The problem there is, it's
usually inductive (a modest impedance, in the 10s or 100s of ohms, but
typically rising with frequency), and that, plus some excess phase shift
inside the amp, causes the pole to split, resonate and continue
rightwards
into the right half plane (i.e. pushing it into oscillation).

yes - and R_out dominates massively over C_ESR in that situation.

But L_out dominates even more, that's the problem. (The goal of the RCRC
network, of course, is to dominate both, so the amp is stable by itself,
/and/ the output is kept accurate.)

Tim

--
Seven Transistor Labs, LLC
Electrical Engineering Consultation and Design
Website: https://www.seventransistorlabs.com/
 
On Wednesday, 1 May 2019 02:14:13 UTC+1, George Herold wrote:
On Tuesday, April 30, 2019 at 8:29:56 PM UTC-4, tabby wrote:
On Wednesday, 1 May 2019 00:46:30 UTC+1, Tim Williams wrote:
tabbypurr> wrote in message
news:0aa3f735-4e20-4187-922f-0f76ce041ab9@googlegroups.com...

Why does opamp R_out not dominate?


That was in context of C only (and whatever ESR it has), no explicit R_out.

not sure I'm following you there.

Do you mean the amp's output (source) impedance?

yes

The problem there is, it's
usually inductive (a modest impedance, in the 10s or 100s of ohms, but
typically rising with frequency), and that, plus some excess phase shift
inside the amp, causes the pole to split, resonate and continue rightwards
into the right half plane (i.e. pushing it into oscillation).

Tim

yes - and R_out dominates massively over C_ESR in that situation.

Yabut, R_out is inside the opamp feedback loop, and C_esr isn't.
(If I'm following correctly)

Yes, and it's the whole feedback loop that determines stability. R_out is part of that.


NT
 
On Wednesday, 1 May 2019 05:05:26 UTC+1, Tim Williams wrote:
tabbypurr> wrote in message
news:dd13a58a-f266-49d8-93dc-8ca66ea64173@googlegroups.com...
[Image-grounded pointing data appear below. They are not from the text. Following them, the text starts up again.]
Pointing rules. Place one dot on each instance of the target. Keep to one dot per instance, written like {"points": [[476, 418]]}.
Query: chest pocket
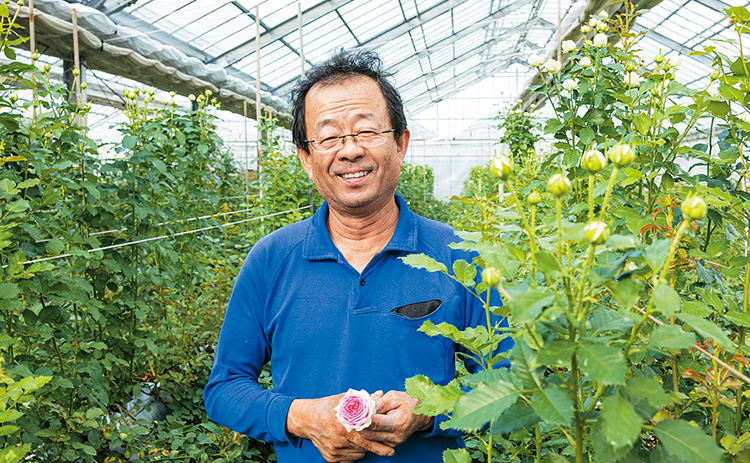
{"points": [[417, 309]]}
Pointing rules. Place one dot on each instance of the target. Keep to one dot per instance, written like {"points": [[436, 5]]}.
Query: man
{"points": [[328, 302]]}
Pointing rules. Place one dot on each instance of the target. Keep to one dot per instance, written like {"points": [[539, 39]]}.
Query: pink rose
{"points": [[355, 410]]}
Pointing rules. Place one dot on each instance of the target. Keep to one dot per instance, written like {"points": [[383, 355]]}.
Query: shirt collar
{"points": [[319, 245]]}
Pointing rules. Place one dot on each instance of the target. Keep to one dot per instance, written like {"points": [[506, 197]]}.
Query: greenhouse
{"points": [[389, 230]]}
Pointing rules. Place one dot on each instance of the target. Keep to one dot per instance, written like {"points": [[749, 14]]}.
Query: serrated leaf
{"points": [[465, 272], [418, 386], [549, 265], [482, 405], [671, 337], [707, 329], [526, 306], [666, 299], [424, 262], [554, 405], [621, 425], [687, 442], [602, 363], [514, 418], [456, 456]]}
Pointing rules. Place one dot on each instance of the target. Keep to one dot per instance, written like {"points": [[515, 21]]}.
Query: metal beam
{"points": [[674, 45], [280, 31], [415, 23]]}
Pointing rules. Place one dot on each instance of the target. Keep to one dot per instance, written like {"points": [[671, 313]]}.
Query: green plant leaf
{"points": [[554, 405], [671, 337], [425, 262], [656, 254], [456, 456], [687, 442], [666, 299], [418, 386], [482, 405], [549, 265], [514, 418], [707, 329], [621, 425], [602, 363], [526, 306]]}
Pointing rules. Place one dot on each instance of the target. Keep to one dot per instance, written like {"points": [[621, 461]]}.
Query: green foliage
{"points": [[608, 287]]}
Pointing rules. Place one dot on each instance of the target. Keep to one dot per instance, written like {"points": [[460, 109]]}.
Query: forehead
{"points": [[345, 101]]}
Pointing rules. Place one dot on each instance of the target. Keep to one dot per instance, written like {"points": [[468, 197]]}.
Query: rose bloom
{"points": [[570, 85], [674, 59], [552, 66], [355, 410], [632, 78], [535, 60]]}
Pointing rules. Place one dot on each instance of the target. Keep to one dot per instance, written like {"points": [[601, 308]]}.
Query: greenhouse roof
{"points": [[437, 48]]}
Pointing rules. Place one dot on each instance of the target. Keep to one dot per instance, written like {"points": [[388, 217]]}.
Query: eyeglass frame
{"points": [[343, 137]]}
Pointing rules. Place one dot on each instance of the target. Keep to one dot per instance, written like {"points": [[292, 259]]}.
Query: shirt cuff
{"points": [[276, 414]]}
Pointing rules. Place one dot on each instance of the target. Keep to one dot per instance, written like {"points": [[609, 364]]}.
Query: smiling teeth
{"points": [[355, 175]]}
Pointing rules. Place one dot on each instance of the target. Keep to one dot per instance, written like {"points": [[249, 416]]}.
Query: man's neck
{"points": [[360, 238]]}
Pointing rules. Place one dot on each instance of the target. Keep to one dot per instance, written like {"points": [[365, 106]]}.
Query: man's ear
{"points": [[304, 158], [402, 145]]}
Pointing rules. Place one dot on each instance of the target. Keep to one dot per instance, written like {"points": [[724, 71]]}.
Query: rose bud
{"points": [[355, 410], [593, 161], [491, 276], [501, 167], [596, 232], [534, 198], [622, 155], [559, 185], [694, 208]]}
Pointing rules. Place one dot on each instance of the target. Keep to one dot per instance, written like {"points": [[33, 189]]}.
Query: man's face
{"points": [[354, 180]]}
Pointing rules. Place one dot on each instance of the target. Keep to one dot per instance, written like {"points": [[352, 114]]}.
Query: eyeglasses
{"points": [[363, 139]]}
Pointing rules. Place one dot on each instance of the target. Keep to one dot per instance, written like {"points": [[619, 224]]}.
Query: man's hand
{"points": [[395, 421], [315, 419]]}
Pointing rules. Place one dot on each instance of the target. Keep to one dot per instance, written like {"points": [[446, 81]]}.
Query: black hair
{"points": [[341, 66]]}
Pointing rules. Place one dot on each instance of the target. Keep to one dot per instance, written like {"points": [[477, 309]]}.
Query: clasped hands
{"points": [[393, 423]]}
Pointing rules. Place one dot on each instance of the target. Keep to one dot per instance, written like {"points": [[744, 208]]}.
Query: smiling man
{"points": [[327, 300]]}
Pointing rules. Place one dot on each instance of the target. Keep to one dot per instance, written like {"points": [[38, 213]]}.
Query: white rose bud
{"points": [[559, 184], [535, 60], [600, 40], [622, 155], [632, 78], [596, 232], [593, 161], [501, 167], [552, 66], [570, 85]]}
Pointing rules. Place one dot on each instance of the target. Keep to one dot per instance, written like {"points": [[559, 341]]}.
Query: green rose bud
{"points": [[694, 208], [501, 167], [534, 198], [622, 155], [559, 185], [491, 276], [593, 161], [596, 232]]}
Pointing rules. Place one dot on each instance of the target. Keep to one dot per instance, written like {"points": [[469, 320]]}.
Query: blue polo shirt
{"points": [[326, 328]]}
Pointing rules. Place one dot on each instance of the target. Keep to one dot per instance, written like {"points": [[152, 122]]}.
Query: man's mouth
{"points": [[361, 173]]}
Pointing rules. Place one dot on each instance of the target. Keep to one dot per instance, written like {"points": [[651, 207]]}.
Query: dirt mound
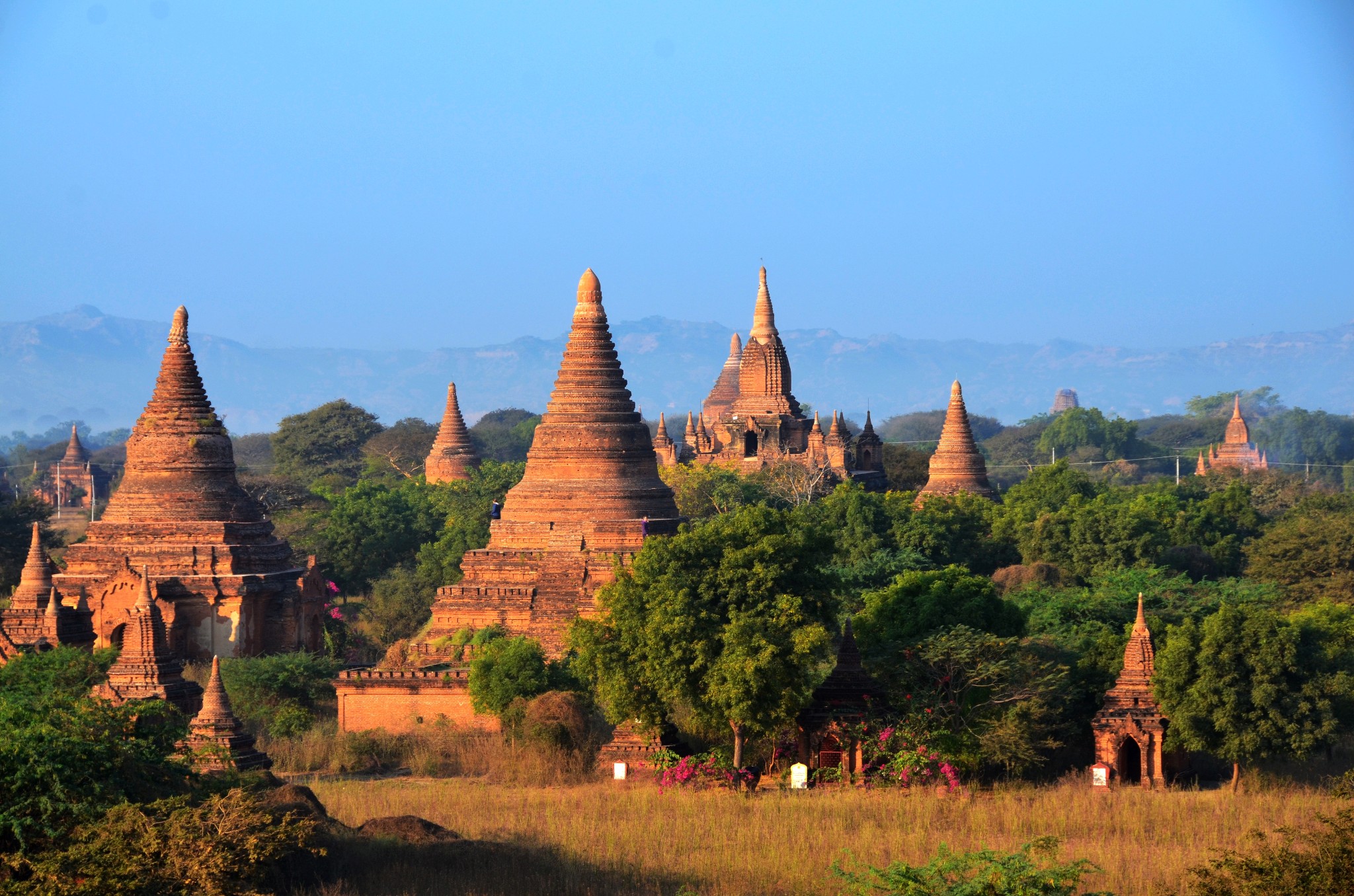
{"points": [[409, 829], [296, 798]]}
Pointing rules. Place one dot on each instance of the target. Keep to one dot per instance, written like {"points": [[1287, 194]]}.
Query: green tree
{"points": [[703, 490], [465, 505], [67, 757], [956, 528], [374, 527], [324, 443], [727, 620], [1310, 550], [920, 604], [399, 604], [506, 669], [1031, 871], [1239, 687], [399, 451], [17, 519], [504, 435]]}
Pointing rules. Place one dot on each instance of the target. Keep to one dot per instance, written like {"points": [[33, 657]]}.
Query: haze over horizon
{"points": [[408, 176]]}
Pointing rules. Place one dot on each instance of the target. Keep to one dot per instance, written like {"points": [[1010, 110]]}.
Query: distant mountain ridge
{"points": [[102, 369]]}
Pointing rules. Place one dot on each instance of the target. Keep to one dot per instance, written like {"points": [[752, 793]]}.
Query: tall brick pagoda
{"points": [[589, 496], [217, 738], [725, 393], [453, 455], [957, 465], [754, 422], [148, 669], [1130, 727], [73, 481], [228, 583], [36, 615], [1236, 450]]}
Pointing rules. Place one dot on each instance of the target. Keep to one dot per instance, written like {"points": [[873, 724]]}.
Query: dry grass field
{"points": [[606, 838]]}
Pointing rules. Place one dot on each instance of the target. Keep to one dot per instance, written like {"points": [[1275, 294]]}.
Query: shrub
{"points": [[1031, 871], [227, 845]]}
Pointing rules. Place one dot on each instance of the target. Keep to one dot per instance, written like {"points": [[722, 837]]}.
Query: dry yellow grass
{"points": [[606, 838]]}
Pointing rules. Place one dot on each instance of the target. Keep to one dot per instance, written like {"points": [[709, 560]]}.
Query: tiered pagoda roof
{"points": [[453, 454], [957, 465]]}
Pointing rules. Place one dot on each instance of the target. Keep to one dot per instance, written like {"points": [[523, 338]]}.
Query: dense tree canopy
{"points": [[324, 443]]}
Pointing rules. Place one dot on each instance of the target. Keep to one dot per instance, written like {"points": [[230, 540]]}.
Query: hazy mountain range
{"points": [[100, 369]]}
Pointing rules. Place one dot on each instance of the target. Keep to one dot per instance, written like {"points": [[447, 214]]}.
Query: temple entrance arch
{"points": [[1130, 763]]}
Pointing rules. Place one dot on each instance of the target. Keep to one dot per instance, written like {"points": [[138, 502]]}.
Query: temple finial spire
{"points": [[179, 329]]}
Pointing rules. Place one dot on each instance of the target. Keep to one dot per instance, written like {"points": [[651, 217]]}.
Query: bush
{"points": [[229, 844], [1300, 862], [1031, 871]]}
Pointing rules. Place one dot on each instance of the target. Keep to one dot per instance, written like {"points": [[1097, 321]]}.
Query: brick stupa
{"points": [[725, 393], [957, 465], [1130, 727], [453, 455], [1236, 450], [588, 498], [148, 669], [228, 583], [217, 738], [36, 615]]}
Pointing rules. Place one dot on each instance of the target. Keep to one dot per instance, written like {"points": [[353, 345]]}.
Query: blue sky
{"points": [[421, 175]]}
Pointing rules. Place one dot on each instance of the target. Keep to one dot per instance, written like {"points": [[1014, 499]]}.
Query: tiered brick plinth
{"points": [[588, 498], [148, 669], [217, 738], [453, 455], [1236, 450], [404, 700], [725, 393], [957, 465], [229, 583], [1130, 729], [36, 615]]}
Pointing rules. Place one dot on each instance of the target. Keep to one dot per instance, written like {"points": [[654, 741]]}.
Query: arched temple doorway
{"points": [[1130, 763]]}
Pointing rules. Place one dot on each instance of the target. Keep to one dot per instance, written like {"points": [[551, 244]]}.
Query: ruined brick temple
{"points": [[225, 585], [750, 420], [73, 481], [1130, 727], [453, 455], [957, 465], [589, 497], [1236, 451]]}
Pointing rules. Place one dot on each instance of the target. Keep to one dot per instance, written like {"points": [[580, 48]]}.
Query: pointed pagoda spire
{"points": [[180, 463], [764, 367], [764, 316], [217, 738], [76, 454], [36, 578], [957, 465], [590, 459], [453, 455], [661, 437], [725, 393]]}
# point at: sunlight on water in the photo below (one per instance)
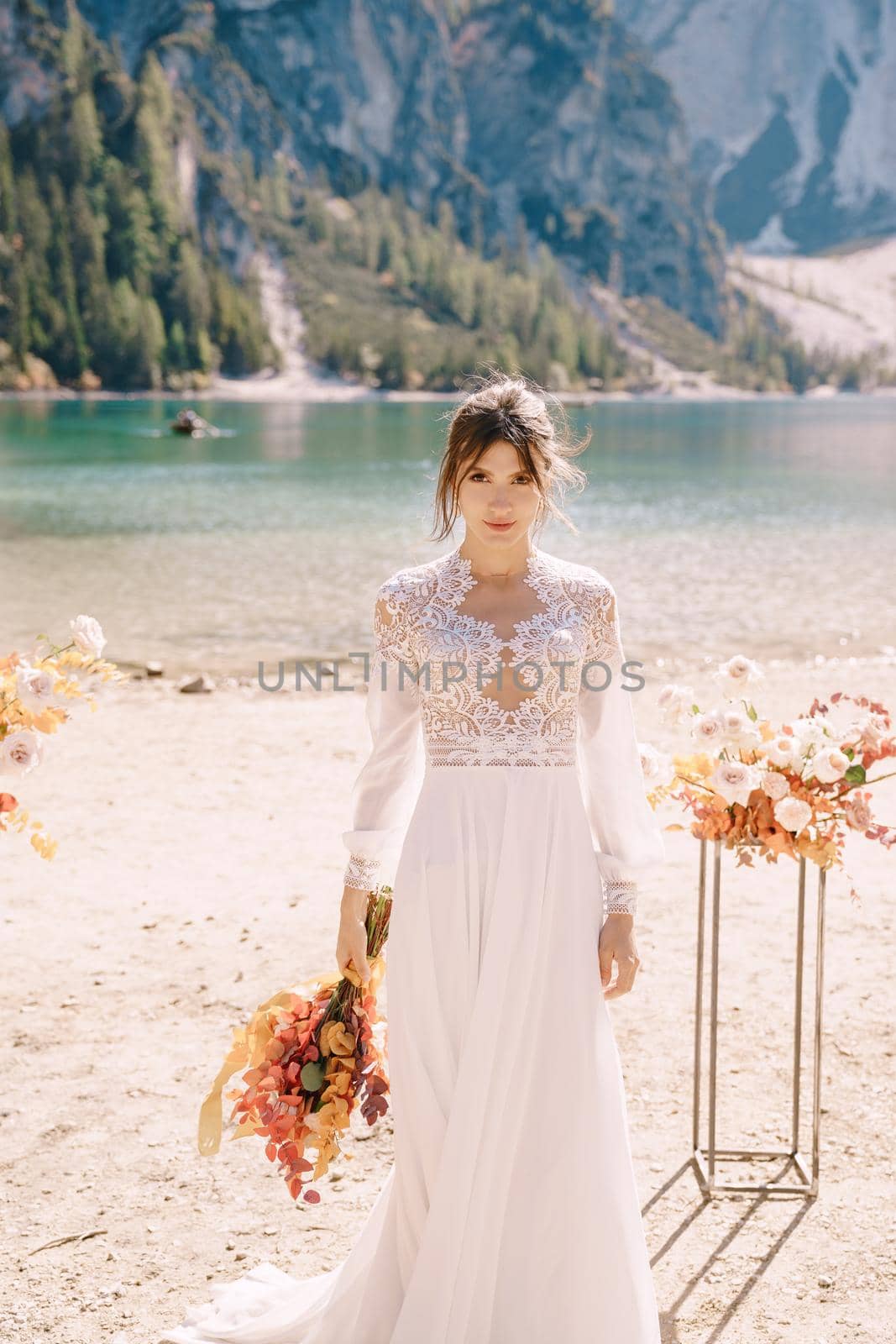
(757, 528)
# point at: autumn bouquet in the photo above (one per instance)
(36, 696)
(313, 1058)
(793, 790)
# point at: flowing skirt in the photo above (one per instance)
(511, 1210)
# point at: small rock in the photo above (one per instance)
(192, 685)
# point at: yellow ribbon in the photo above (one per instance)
(250, 1045)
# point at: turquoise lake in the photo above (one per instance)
(765, 528)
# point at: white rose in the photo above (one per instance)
(735, 675)
(739, 727)
(654, 765)
(35, 687)
(708, 729)
(20, 752)
(774, 785)
(782, 750)
(871, 729)
(810, 732)
(829, 765)
(674, 702)
(859, 813)
(87, 636)
(793, 813)
(735, 781)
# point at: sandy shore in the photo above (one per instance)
(199, 870)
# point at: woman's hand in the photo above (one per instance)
(617, 944)
(351, 942)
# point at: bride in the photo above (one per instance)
(504, 801)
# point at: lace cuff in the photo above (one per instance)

The problem there is, it's
usually inductive (a modest impedance, in the 10s or 100s of ohms, but
typically rising with frequency), and that, plus some excess phase shift
inside the amp, causes the pole to split, resonate and continue
rightwards
into the right half plane (i.e. pushing it into oscillation).

yes - and R_out dominates massively over C_ESR in that situation.


But L_out dominates even more, that's the problem. (The goal of the RCRC
network, of course, is to dominate both, so the amp is stable by itself,
/and/ the output is kept accurate.)

Tim

I guess just treating it as (increasing) R_out was my error.